Freediving Training – Strength and fitness as a foundation
Starting back in freediving training after a break is always hard. I have just returned from 2 months of snowboarding in France so I haven’t done any breath-holding for a while. I did go swimming 3 times at an amazing indoor pool complex which at an altitude of 2100m I figured would be good training, but then I broke my wrist in a fall in the park and that put an end to any more swimming training. However I am happy that I took a complete break from breath-hold diving for a couple of months and this is the second year running that I have done this.
In freediving this can be an important part or the yearly training cycle, especially if like me you work every day freediving as well as compete. Deep freediving and continual day to day freediving, such as teaching at a busy freediving school, inevitably takes it’s toll on the body, injuries never really get the time to heal whether it’s squeezes sustained in depth training or strained muscles and tendons. A complete break from the freediving gives you a chance to injure other parts of your body instead and let the usual old injuries recover.
I may have broken my wrist but I continued snowboarding every day for 7 weeks and my legs are probably as strong as they are going to be all year which is a good start as I wanted to focus on building more power for coming up from deep constant weight dives but unfortunately other areas of my fitness have suffered. So the aim of starting this blog is to chart my training cycle for this year as I build up towards competing in the AIDA Freediving World Championships 2013 in September.

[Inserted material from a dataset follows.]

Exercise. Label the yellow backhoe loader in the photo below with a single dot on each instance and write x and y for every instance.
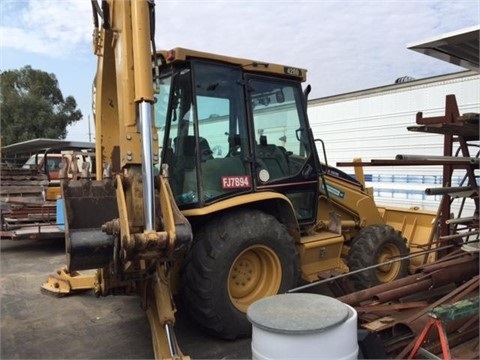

I myself have searched for what other freediving athletes are doing and found little available, so I thought I would start sharing my freediving training program and maybe others will follow. I have experimented with different training ideas over the last two years and I like to include a lot of fitness and strength training in my program. My progress has been pretty consistent so it may have worked. I went from being 70m+ diver at the beginning of 2011 to being an 83m FIM/90m CWT diver by the end of 2011, and last year in 2012 focusing on CWT I progressed to 96m. I dived to 100m at Vertical Blue 2012 but failed the SP while having an LMC so I need to find more juice for the ascent which is why I will be increasing the strength and power training this year both in and out of the water.
Month 1: April
is going to be a foundation building month. I’ll be diving regularly anyway because I teach every week. However my strength and power training will be mainly dry and my water sessions will focus on technique.
Fast pace 7.5 km run (around the island!) – to build cardiovascular fitness
7.5km run with intervals. 80-85% effort for 2 mins with jog for 1 min continued for whole 7.5km
Circuit: – Rocket jumps (plyometric movement for explosive power) – Pull ups (maximum reps) – Sit-ups – Press ups (legs up on chair/or on ground) – Burpees – Back raises (lying on stomach, raising the head and legs off the floor for each rep, arching the back backwards working the lower back muscles) – V-sits Minimal rest time between exercises, repeat cycle 3 times
Gym – Power cleans (5 x 50%, 5 x 60%, 4 x 60%, 4 x 65%, 3 x 65%, 3 x 70%) – Back squats (5 x 50% 5 x 60%, 5 x 65%, 5 x 65%, 4 x 70%, 4 x 70%) – Incline bench press (8 x 55%, 6 x 60%, 5 x 65%, 4 x70%, 5 x 65%, 4 x 70%) – Pull ups – 6 sets – Tricep push downs – 5 sets – Core (Swiss ball sit-ups, hyper-extensions, V-sits) – 200 reps
Hill Runs 85-90% effort run up hill (the island hill I use has steps and the ascent run takes approximatey 1 min), jog down slow to recover. Repeat as many times as you can!
Same as Day 3
Active Rest 35 mins- 1 hour gentle exercise
will probably be similar, though I may make some changes depending on how the body reacts to week 1, but the idea of the first 2 weeks is get the body ready for the next phase! I’ll post the plan for Week 2 at the end of Week 1 along with any observations of how week 1 has gone!